Replication/Migration conference call minutes, 2/26

New Message Reply About this list Date view Thread view Subject view Author view Attachment view

From: Robert Thurlow (Robert.Thurlow@eng.sun.com)
Date: 02/27/02-12:00:09 AM Z


Date: Tue, 26 Feb 2002 23:00:09 -0700 (MST)
From: Robert Thurlow <Robert.Thurlow@eng.sun.com>
Subject: Replication/Migration conference call minutes, 2/26
Message-ID: <Roam.SIMC.2.0.6.1014789609.17512.thurlow@jurassic.eng>

Conference call minutes, Feb 26 2002, as reported by Rob Thurlow

The following people met today in a conference call to get the
ball rolling on replication and migration:

	"Dave Noveck" <Dave.Noveck@netapp.com>
	"Spencer Shepler" <Spencer.Shepler@sun.com>
	"William A.(Andy) Adamson" <andros@umich.edu> and the CITI team
	"Rob Thurlow" <robert.thurlow@sun.com>

The first thing we talked about was Rob's draft requirements
bullets, as follows:

        Must be transparent to applications on client
                Exceptions?
        Must be as secure as NFSv4
        Must be efficient
                Minimal lock-out time
                Reasonable bandwidth requirements
                Propagate differences
                Restartable
        Must be scalable to large and small filesystems

We spent the most time talking about the first requirement, especially
on what "transparent" means.  Rob thought the toughest edge case
was what happens to an application which has a file open when a
migration is complete or a different replica has to be chosen.  The
ideal thing is that the application notices nothing except a slight
delay in access to the file.  This view makes the data the critical
thing; most metadata need not be quite so correct.  We talked about
the issues that made this difficult; we agreed that renames on open
files was a tough (though not insoluble) issue.  Dave talked about
a way the server could choose not to expire filehandles for open
files and continue to provide service until the files were closed.
It was agreed that this could be good to be able to do, even if it
meant waiting for a minor revision of the NFSv4 protocol.

We talked about what the unit of migration is or should be.  The
current NFSv4 spec talks about the replication or migration of
filesystems with a single fsid, which most implementors accept
from the underlying local filesystem.  This could be an issue;
there is a need for migration of portions of large filesystems,
e.g. the 1 Tb LUN your sysadmin set up might contain your 500 Mb
home directory, which you would like to manage as a unit.  Dave
mentioned that the server could choose to give out a modified
fsid to permit this kind of carving up of large filesystems, and
that this would not require a protocol change.  Rob mentioned
that a prior project had done work on the problem of how to
lock subtrees of larger filesystems.  It was agreed that we
needed to look at the current spec to remind ourselves how the
spec defined and referred to fsids.

Andy asked if, when using read-only replication, the server may
issue read delegations?  Probably - this would mean a client
could cache aggressively until a new replica update is received.

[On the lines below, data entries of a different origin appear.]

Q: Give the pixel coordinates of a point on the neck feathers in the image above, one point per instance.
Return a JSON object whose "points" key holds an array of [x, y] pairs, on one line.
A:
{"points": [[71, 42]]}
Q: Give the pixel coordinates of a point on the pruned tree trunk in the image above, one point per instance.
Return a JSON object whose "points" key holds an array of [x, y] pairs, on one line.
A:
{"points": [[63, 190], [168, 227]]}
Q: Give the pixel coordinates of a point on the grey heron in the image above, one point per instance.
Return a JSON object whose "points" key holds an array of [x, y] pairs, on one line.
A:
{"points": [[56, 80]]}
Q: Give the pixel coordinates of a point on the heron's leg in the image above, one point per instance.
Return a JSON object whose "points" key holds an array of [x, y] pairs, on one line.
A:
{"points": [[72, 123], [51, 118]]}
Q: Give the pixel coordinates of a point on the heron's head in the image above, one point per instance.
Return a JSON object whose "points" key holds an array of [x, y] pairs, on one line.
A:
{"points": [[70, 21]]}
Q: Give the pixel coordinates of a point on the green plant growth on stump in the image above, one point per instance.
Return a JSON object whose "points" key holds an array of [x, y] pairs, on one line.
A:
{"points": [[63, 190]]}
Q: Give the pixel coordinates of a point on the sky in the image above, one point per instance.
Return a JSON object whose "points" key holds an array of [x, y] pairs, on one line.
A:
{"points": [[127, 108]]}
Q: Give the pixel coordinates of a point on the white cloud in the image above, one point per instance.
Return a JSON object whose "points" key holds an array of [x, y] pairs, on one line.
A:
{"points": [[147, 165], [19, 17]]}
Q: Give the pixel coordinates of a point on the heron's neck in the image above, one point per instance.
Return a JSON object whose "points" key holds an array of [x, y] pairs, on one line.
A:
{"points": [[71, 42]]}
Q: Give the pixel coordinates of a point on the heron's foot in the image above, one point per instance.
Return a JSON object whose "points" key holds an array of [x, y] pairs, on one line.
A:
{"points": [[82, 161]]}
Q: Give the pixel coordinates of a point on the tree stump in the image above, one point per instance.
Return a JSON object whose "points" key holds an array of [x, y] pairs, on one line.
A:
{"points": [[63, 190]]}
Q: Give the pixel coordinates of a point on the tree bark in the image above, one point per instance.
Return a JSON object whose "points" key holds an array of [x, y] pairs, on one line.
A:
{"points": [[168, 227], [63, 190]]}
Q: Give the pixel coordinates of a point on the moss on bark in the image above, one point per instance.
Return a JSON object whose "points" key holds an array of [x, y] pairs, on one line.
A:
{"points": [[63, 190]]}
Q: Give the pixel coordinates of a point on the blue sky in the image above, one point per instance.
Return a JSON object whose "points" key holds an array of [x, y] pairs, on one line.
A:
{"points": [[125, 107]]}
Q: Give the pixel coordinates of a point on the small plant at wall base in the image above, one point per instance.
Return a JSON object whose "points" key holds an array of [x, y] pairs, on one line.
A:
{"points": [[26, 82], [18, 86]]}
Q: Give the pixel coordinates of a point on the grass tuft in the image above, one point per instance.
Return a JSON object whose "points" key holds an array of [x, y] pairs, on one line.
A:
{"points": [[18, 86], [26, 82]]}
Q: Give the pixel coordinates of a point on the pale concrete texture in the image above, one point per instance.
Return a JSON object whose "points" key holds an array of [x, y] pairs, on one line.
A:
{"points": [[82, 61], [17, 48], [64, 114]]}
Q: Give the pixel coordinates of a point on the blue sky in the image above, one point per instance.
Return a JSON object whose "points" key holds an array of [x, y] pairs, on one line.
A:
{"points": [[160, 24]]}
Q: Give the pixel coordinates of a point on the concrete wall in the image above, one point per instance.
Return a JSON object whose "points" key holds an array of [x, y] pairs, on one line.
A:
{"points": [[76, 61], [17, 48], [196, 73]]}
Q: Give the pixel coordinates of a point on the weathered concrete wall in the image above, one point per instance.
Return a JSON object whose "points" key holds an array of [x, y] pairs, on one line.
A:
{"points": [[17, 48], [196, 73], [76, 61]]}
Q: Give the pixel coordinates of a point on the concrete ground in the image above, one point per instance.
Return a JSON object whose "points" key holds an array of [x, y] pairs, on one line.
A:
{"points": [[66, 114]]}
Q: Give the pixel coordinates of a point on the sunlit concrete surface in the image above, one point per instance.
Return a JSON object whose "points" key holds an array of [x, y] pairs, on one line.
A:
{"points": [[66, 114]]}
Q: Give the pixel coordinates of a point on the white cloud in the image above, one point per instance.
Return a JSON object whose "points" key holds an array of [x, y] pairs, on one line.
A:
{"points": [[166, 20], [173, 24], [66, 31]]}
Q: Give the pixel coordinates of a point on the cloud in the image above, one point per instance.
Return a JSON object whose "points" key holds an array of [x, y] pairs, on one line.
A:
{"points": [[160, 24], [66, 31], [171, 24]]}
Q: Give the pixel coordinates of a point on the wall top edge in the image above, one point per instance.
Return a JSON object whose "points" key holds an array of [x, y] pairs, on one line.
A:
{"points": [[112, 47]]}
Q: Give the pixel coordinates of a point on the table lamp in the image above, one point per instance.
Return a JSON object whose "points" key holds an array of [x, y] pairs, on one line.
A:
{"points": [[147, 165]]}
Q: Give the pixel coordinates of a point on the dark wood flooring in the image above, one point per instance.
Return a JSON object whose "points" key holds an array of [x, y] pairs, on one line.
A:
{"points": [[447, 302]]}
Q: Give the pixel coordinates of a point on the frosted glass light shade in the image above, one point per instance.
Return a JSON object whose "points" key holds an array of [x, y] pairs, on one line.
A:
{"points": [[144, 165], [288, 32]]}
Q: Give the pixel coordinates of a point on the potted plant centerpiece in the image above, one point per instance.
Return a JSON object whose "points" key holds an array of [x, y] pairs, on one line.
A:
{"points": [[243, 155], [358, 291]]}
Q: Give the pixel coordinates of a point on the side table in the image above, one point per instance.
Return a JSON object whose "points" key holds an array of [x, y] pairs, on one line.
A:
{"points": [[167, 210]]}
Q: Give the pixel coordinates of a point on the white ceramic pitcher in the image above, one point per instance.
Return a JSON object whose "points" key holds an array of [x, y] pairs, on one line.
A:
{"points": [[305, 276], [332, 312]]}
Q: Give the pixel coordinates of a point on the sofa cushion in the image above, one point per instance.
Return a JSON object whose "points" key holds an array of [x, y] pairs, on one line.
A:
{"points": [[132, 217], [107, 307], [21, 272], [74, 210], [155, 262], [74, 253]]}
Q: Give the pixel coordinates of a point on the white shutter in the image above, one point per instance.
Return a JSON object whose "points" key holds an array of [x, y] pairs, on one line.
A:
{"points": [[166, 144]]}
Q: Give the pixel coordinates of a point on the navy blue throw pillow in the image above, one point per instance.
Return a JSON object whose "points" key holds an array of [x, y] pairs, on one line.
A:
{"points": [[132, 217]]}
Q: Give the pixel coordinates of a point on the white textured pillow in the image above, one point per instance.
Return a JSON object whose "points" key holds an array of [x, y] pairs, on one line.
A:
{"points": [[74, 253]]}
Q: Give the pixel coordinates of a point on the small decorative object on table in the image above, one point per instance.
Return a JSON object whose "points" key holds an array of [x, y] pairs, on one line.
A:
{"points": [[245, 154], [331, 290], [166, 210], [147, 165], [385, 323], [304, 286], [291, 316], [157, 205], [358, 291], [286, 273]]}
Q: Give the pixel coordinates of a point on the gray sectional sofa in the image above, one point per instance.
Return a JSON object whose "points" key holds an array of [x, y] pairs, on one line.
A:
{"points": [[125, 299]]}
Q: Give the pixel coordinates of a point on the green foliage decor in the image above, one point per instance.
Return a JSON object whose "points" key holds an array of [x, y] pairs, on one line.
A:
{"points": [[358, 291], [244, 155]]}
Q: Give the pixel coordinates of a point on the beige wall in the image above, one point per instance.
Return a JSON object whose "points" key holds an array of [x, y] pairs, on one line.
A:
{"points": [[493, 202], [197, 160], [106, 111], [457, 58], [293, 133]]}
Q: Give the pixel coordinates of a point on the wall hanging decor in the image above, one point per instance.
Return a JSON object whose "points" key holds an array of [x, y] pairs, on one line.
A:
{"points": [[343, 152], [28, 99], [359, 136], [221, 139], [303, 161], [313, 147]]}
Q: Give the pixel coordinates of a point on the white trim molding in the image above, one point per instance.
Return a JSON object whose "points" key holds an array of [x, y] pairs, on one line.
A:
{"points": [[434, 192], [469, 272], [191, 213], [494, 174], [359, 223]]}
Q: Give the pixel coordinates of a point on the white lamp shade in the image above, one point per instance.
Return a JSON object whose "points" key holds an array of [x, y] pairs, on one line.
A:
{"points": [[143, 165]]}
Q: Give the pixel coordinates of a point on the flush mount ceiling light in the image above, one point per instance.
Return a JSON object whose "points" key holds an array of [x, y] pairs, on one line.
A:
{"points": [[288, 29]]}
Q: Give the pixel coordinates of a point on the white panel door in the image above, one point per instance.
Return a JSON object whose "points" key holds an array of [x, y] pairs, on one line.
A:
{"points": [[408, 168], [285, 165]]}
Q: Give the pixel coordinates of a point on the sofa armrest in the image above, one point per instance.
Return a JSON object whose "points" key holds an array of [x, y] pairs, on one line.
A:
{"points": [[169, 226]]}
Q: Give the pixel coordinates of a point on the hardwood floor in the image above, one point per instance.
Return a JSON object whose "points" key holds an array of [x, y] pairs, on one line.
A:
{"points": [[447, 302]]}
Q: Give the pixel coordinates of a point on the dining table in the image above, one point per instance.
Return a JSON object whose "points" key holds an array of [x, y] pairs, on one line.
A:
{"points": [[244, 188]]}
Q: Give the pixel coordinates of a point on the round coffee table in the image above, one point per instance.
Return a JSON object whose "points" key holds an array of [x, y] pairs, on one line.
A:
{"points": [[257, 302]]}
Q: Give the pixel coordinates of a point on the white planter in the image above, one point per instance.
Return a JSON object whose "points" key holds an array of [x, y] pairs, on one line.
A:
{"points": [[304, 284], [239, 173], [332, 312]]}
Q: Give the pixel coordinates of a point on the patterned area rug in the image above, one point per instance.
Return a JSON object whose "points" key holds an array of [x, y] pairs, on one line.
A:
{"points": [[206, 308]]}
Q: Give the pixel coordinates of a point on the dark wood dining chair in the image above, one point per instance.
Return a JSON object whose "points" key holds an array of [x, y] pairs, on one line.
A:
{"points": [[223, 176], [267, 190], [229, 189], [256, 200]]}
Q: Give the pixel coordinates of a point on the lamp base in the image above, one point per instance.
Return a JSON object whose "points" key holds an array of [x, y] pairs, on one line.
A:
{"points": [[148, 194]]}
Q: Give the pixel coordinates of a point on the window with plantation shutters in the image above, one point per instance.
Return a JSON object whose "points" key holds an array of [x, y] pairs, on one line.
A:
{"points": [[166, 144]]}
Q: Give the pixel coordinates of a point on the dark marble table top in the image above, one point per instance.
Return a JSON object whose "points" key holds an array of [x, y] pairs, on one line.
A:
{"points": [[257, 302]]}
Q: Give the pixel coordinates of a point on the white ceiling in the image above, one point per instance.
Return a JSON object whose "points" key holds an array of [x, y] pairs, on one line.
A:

We spent some time talking about the purpose of the fs_locations
attribute; it is likely that the client will do an initial mount
and based on information from a name service, and then fetch the
fs_locations attribute; this means possible conflicting information
from the two sources, conflicting information from the servers
hosting the different replicas, the issue of keeping the name
service updated, and other horrors.  Dave mentioned that he had
been thinking about having clients point to a "referral server"
(my term, I think, not Dave's - R) at e.g. nfsv4:/, and having
all resources in the domain be found by getting redirected to
the correct server during the lookup process.  Rob mentioned that
we had had discussions within Sun about something similar, and
that he liked the idea as it could free us from dependency on a
namespace.

We talked about the granularity of the updates - when a file
had been touched, would a replica update transfer the entire
file or just the byte ranges which had been changed?  It was
clear to all that it was important for the protocol to be able
to express the transfer of just modified portions of a file,
as e.g. a large database table would be far more efficient to
update via changed byte ranges.

We spent some time talking about filesystem versioning.  Andy thought
that some kind of version attribute was important to be able to at
least debug problems that occur when replicas don't get updated
properly, or when an application running from an NFS filesystem
dies because its pages are no longer valid due to a replica update.
Rob wondered if a per-filesystem modification time might be more
straightforward and better.

We discussed the other requirements briefly, and agreed that they
were reasonable and much less controversial than "transparency".
Rob said he'd wondered if "minimal lock-out time" wasn't more an
end-user requirement of a product, decoupled from the protocol
we're interested in, but Dave thought it was not out of place as
a corollary to "propagate differences".  We agreed that once Rob
had minutes posted, we would have some further discussions about
the transparency requirement to make it work.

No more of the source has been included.